National Weather Service data reveals the Cape Fear region hasn’t seen a high less than 90 degrees since June. July’s coolest day thus far was on the 10th, when it only got up to 90 degrees. The hottest day of the summer so far occurred on July 7, which peaked at a sweltering 99 degrees.
The worst is yet to come, however.
“Every summer, it just seems like it’s hotter than last summer,” said Don Franklin, a part-time resident with a home near White Lake.

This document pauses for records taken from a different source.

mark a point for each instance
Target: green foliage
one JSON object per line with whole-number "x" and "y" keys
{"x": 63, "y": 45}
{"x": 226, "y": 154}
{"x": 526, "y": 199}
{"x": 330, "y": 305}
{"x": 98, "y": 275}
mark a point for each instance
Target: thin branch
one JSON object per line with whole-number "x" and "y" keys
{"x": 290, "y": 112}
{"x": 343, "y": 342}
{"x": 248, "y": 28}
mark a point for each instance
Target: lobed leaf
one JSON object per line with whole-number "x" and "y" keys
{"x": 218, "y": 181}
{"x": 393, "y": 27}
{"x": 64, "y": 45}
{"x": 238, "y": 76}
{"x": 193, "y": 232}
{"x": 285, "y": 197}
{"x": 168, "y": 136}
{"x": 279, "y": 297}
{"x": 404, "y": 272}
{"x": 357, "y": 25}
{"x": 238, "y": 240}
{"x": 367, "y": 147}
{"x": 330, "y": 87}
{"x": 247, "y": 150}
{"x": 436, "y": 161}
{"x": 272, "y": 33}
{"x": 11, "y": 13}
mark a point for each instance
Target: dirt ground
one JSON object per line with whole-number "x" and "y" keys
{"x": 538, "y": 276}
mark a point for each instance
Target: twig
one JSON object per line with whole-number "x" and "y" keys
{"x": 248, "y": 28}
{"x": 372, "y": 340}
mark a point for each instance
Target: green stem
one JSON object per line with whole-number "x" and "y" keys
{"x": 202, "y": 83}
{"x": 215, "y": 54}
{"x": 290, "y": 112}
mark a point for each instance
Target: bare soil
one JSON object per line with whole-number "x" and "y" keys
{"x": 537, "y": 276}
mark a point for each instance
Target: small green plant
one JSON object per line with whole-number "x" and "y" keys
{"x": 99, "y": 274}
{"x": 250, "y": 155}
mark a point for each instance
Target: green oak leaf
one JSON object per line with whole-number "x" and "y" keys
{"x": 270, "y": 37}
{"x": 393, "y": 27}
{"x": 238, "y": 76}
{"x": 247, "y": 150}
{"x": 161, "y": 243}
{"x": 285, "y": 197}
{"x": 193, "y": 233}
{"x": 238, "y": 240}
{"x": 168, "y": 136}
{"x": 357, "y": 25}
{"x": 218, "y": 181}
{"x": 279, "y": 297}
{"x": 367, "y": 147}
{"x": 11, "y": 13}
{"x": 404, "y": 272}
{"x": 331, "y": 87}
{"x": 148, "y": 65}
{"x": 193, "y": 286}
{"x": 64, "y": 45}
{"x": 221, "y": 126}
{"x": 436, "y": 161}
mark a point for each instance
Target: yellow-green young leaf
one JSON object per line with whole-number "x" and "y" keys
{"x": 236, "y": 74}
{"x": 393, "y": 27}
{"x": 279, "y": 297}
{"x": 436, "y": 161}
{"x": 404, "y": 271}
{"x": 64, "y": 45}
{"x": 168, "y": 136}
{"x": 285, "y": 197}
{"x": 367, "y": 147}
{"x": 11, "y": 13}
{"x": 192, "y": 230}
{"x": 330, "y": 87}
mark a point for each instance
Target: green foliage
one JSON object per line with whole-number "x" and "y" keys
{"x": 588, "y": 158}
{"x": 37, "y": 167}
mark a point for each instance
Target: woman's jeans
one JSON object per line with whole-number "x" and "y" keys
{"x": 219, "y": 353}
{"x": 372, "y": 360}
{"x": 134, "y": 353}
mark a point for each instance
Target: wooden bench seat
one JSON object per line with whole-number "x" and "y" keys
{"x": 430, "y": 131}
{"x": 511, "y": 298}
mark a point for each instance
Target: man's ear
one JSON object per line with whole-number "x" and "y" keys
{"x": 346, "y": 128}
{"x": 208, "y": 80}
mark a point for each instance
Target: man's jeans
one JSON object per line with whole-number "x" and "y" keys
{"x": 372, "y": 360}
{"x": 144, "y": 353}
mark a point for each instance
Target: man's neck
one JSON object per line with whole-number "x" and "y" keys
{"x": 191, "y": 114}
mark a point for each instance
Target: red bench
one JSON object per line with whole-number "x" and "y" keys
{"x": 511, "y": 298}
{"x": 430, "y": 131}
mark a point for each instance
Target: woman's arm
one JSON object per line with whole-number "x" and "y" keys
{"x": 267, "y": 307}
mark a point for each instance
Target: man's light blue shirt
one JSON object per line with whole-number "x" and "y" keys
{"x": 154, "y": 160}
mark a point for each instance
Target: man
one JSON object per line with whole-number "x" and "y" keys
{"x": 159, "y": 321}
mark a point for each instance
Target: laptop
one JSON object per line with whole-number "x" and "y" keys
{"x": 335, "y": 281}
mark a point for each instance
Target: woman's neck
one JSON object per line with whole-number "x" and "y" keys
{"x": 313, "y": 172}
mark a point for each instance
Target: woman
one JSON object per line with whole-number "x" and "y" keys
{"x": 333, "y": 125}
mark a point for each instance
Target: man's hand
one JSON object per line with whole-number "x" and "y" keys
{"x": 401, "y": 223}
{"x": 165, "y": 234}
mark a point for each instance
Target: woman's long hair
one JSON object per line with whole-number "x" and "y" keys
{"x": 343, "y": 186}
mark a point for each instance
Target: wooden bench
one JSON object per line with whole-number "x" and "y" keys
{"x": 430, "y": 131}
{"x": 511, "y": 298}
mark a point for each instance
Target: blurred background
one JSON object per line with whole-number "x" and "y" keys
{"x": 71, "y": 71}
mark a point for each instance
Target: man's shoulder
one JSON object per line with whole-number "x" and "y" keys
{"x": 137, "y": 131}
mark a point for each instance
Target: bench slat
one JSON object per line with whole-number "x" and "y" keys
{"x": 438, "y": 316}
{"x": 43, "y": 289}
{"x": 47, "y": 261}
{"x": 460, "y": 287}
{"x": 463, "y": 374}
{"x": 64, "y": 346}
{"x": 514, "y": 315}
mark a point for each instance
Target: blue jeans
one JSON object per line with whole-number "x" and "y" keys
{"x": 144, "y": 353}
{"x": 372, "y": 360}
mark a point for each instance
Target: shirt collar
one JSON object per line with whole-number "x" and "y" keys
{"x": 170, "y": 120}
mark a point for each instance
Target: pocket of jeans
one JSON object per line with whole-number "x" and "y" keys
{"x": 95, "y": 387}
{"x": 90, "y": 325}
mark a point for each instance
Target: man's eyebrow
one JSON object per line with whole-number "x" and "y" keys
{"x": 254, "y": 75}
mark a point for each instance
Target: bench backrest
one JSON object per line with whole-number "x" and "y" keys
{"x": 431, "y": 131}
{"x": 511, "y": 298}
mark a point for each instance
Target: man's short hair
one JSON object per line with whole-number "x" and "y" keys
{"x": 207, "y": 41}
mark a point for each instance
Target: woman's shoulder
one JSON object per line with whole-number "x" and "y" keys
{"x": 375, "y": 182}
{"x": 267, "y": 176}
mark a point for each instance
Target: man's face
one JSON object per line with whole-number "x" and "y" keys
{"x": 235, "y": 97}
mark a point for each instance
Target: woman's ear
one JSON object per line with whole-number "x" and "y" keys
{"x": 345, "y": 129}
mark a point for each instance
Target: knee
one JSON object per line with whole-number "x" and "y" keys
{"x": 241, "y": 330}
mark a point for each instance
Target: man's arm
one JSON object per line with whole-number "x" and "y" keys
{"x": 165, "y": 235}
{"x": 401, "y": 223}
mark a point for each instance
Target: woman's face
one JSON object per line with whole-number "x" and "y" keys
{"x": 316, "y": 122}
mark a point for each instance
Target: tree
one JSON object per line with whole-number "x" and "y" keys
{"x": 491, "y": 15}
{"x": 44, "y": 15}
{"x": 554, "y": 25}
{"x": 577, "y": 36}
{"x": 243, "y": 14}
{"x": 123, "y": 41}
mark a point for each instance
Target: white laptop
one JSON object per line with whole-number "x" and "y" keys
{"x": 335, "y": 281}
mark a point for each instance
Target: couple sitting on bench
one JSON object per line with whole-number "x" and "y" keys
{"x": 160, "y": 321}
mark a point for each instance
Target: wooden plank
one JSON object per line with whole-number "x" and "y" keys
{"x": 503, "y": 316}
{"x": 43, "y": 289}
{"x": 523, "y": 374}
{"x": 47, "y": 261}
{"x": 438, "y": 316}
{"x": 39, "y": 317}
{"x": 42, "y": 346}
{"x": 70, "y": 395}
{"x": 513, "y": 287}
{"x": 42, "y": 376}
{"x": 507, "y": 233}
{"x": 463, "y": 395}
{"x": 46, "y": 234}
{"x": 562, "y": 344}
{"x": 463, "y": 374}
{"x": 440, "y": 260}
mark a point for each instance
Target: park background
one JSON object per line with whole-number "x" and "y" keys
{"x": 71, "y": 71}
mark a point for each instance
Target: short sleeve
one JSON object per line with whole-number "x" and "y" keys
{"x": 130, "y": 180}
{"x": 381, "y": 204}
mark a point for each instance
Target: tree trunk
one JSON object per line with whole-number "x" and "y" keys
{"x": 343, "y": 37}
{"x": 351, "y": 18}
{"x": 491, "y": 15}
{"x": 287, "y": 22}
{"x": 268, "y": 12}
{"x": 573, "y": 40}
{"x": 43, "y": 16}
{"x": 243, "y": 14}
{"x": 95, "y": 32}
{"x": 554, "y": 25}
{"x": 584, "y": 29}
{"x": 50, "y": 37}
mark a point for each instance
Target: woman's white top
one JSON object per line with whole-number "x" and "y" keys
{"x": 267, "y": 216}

This year, at least, Franklin is right. Although July is always a hot month for Eastern North Carolina, this year’s temperatures are coquetting climate data. For climatologists, a daily average temperature is the mean of the day’s high temperature and low temperature, so a July day with a high of 90 and a low of 70 would have an average of 80 degrees. In fact, 81 degrees is the normal average for the area for this week, but this year’s unrelenting heat has pushed July’s average to 85.1 degrees, a full 4 degrees higher than normal.
While it is hot, it’s certainly been hotter. The record temperatures for this time of year range from 102 to 106 degrees.

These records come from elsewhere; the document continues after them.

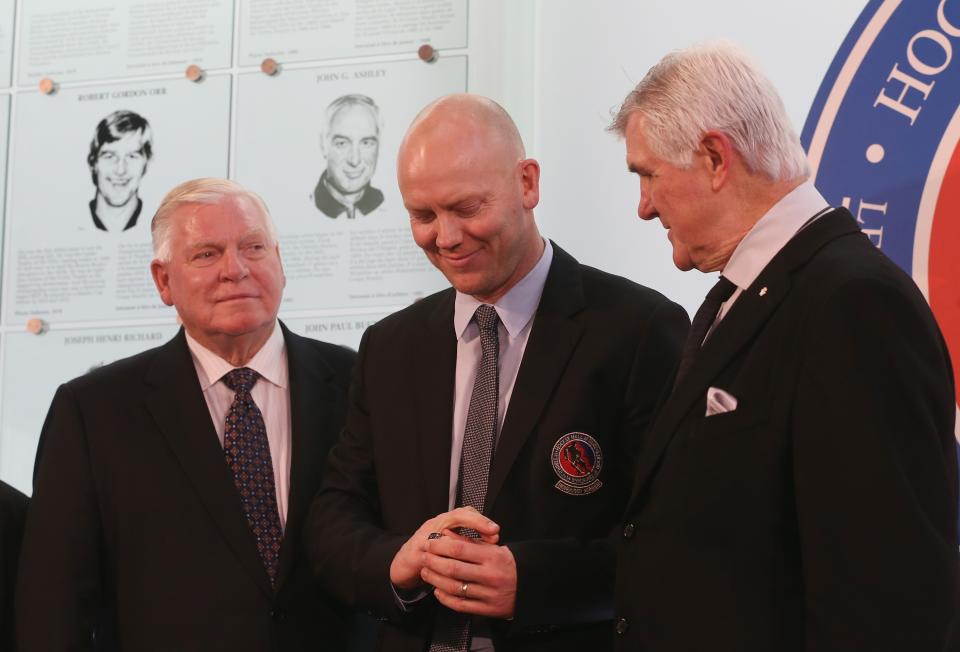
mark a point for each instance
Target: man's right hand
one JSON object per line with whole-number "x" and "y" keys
{"x": 409, "y": 560}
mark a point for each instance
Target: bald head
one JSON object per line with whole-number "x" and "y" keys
{"x": 470, "y": 193}
{"x": 469, "y": 124}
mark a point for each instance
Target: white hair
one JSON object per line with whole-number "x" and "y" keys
{"x": 714, "y": 86}
{"x": 206, "y": 190}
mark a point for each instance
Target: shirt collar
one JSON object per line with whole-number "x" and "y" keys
{"x": 269, "y": 361}
{"x": 516, "y": 308}
{"x": 772, "y": 232}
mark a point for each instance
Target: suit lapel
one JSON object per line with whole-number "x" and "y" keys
{"x": 552, "y": 341}
{"x": 737, "y": 330}
{"x": 176, "y": 403}
{"x": 312, "y": 400}
{"x": 433, "y": 362}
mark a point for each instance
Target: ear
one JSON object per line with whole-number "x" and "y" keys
{"x": 530, "y": 182}
{"x": 716, "y": 154}
{"x": 161, "y": 279}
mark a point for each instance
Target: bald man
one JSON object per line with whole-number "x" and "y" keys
{"x": 493, "y": 426}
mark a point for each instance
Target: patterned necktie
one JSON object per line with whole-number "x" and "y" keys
{"x": 248, "y": 455}
{"x": 452, "y": 630}
{"x": 701, "y": 324}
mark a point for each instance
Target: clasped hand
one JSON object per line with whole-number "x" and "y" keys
{"x": 473, "y": 576}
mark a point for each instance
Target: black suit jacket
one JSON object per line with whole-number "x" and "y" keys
{"x": 136, "y": 529}
{"x": 820, "y": 514}
{"x": 600, "y": 352}
{"x": 13, "y": 513}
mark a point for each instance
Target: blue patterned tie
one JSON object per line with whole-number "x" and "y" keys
{"x": 248, "y": 454}
{"x": 452, "y": 631}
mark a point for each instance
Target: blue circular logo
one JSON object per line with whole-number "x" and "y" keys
{"x": 882, "y": 140}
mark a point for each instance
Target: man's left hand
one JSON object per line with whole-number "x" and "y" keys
{"x": 471, "y": 576}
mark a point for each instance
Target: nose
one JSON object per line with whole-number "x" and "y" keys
{"x": 232, "y": 266}
{"x": 449, "y": 233}
{"x": 353, "y": 158}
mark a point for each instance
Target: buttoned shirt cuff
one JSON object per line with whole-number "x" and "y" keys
{"x": 407, "y": 599}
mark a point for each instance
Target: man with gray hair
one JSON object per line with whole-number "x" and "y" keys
{"x": 170, "y": 487}
{"x": 798, "y": 489}
{"x": 351, "y": 145}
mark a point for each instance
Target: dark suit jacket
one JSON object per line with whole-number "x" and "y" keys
{"x": 136, "y": 529}
{"x": 600, "y": 352}
{"x": 13, "y": 513}
{"x": 820, "y": 515}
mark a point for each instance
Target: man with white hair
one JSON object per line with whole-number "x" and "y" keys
{"x": 170, "y": 487}
{"x": 798, "y": 490}
{"x": 351, "y": 145}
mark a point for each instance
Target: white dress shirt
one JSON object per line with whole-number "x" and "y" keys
{"x": 768, "y": 236}
{"x": 271, "y": 393}
{"x": 516, "y": 310}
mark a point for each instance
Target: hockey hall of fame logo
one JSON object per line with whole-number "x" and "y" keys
{"x": 882, "y": 138}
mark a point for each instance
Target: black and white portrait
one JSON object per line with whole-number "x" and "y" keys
{"x": 351, "y": 145}
{"x": 121, "y": 148}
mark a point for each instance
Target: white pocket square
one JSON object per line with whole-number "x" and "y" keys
{"x": 720, "y": 402}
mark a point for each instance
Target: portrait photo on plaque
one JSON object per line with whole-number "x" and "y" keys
{"x": 350, "y": 141}
{"x": 89, "y": 166}
{"x": 320, "y": 146}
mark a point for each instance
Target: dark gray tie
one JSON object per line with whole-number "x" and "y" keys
{"x": 702, "y": 321}
{"x": 451, "y": 632}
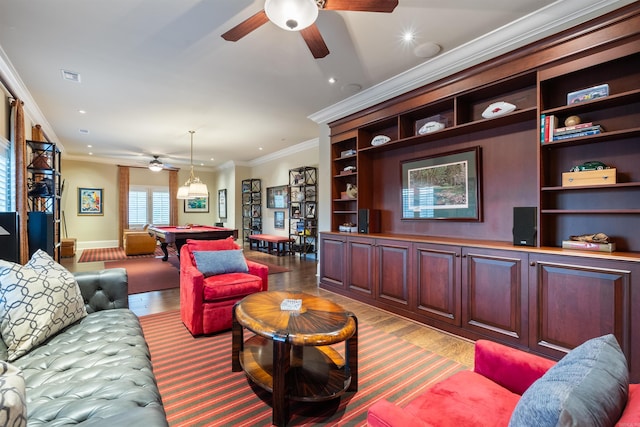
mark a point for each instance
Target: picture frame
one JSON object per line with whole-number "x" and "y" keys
{"x": 444, "y": 186}
{"x": 278, "y": 197}
{"x": 295, "y": 210}
{"x": 310, "y": 209}
{"x": 199, "y": 204}
{"x": 90, "y": 201}
{"x": 278, "y": 219}
{"x": 222, "y": 203}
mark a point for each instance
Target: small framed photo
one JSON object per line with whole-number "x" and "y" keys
{"x": 90, "y": 201}
{"x": 278, "y": 219}
{"x": 310, "y": 208}
{"x": 199, "y": 204}
{"x": 295, "y": 210}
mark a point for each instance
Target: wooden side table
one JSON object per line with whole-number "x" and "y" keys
{"x": 290, "y": 354}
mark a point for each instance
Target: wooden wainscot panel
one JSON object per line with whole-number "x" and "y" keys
{"x": 393, "y": 272}
{"x": 360, "y": 263}
{"x": 437, "y": 275}
{"x": 494, "y": 294}
{"x": 572, "y": 303}
{"x": 332, "y": 270}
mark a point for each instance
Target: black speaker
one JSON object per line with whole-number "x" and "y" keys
{"x": 40, "y": 229}
{"x": 368, "y": 221}
{"x": 9, "y": 241}
{"x": 525, "y": 225}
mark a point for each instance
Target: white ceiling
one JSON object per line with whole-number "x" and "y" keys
{"x": 151, "y": 70}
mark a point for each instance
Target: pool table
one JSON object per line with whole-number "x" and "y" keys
{"x": 178, "y": 235}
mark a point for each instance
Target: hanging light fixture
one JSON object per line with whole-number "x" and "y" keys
{"x": 155, "y": 165}
{"x": 193, "y": 187}
{"x": 291, "y": 15}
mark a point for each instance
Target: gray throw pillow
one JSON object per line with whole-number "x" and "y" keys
{"x": 13, "y": 407}
{"x": 587, "y": 387}
{"x": 37, "y": 300}
{"x": 212, "y": 263}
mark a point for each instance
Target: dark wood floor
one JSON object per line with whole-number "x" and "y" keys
{"x": 303, "y": 276}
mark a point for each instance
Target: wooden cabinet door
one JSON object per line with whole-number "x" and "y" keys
{"x": 333, "y": 261}
{"x": 494, "y": 294}
{"x": 393, "y": 262}
{"x": 573, "y": 299}
{"x": 437, "y": 281}
{"x": 361, "y": 266}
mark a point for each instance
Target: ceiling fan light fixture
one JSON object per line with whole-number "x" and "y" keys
{"x": 155, "y": 165}
{"x": 291, "y": 15}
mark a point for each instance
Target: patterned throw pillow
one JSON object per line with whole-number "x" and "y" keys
{"x": 37, "y": 300}
{"x": 13, "y": 407}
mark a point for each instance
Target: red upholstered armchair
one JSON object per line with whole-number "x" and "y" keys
{"x": 511, "y": 387}
{"x": 206, "y": 303}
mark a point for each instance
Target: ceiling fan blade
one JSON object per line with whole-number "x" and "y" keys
{"x": 246, "y": 26}
{"x": 385, "y": 6}
{"x": 314, "y": 40}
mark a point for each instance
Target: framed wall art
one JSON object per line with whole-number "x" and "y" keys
{"x": 199, "y": 204}
{"x": 278, "y": 219}
{"x": 444, "y": 186}
{"x": 90, "y": 201}
{"x": 278, "y": 197}
{"x": 222, "y": 203}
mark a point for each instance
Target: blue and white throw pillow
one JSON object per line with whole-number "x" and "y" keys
{"x": 37, "y": 300}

The difference, however, is that there’s usually a break — a night when temperatures dip into the low 70s or even the 60s — which, at this point, might cause even the earth to heave a sigh a relief. June was the last time the Cape Fear region saw temperatures in the 60s.
The heat is hitting North Carolinians where it hurts — the wallet. According to a 2016 study by the American Coalition for Clean Coal Energy, the 25 million households in the bottom income tier spend 22 percent of their after-tax income on utilities and fuel, compared to the 5 percent the top tier spends for the same services. Wallet Hub recently ranked the Tar Heel State 11th in the country when it comes to monthly electricity costs — $11.43 per kilowatt hour.

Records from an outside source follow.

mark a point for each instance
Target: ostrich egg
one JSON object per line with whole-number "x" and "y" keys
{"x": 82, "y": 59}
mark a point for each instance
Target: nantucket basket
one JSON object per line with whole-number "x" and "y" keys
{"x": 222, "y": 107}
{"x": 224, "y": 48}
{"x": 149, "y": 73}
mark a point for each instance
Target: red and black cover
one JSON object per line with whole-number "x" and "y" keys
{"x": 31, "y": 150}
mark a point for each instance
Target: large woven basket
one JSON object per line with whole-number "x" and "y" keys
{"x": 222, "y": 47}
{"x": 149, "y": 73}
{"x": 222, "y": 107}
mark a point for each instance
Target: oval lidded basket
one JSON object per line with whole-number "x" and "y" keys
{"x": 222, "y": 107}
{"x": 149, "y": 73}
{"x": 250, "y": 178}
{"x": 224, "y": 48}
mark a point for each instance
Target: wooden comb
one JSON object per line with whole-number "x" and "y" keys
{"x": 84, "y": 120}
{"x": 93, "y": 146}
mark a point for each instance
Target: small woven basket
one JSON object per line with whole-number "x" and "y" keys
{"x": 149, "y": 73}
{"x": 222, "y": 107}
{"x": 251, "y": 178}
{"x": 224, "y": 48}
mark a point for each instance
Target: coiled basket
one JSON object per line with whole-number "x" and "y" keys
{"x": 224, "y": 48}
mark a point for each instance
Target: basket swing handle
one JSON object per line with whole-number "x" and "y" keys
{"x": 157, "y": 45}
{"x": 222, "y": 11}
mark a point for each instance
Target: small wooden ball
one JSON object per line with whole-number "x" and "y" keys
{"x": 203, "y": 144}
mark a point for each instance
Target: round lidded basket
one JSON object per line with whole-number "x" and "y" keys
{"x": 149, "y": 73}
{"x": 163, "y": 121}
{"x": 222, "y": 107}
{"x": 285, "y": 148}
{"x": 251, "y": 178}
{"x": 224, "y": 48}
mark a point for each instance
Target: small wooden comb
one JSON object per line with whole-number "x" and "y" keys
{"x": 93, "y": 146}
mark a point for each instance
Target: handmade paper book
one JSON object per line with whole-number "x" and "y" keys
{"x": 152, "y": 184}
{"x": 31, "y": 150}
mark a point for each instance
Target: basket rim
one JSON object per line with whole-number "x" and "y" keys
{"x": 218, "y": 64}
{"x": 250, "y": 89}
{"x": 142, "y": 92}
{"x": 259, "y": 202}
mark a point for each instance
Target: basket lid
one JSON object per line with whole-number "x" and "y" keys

Franklin, for one, is feeling the pinch.
“No matter which home I’m in — we have a house in Leland and one here at the lake — I grit my teeth every time I pay the power bill,” he said. “When I’m not there, I keep the house at about 90 degrees — we have one of those thermostats where you can turn the air and heat up or down on your phone — so it’s only keeping the house at 90 degrees and running the refrigerator and freezer, and I’m still paying about $20 a day, even when I’m not even there. This heat isn’t good for anything.”
Franklin and other air-conditioning-loving homeowners will have to wait for some relief. On Tuesday morning, the National Weather Service issued a hazardous weather outlook through Sunday for much of North Carolina, including Bladen County. Forecasters are predicting highs of 97, 100, 100, and 99 for Thursday, Friday, Saturday, and Sunday, respectively, with heat indices flirting with 110 degrees.
Currently, a high pressure ridge responsible for record temperatures in the Midwest has set its sights on the East. Because the Bermuda High — a semi-permanent, subtropical area of high pressure usually centered above Bermuda during the summer — will be settling further east than normal, the East Coast of the U.S. will be left vulnerable to the high pressure ridge creeping in from the Midwest.
The result will be heat, and lots of it.
Temperatures began crawling into the upper 90s on Wednesday and are expected to peak at 97 degrees this weekend. Plenty of moisture will mean dew points will return to the lower 70s, and the rising temperatures will push the heat index back into triple digits — possibly as high as 110 degrees.
Over the weekend, overnight lows are not expected to get below 80, and daily highs are expected to nudge 100 every day through at least through Monday.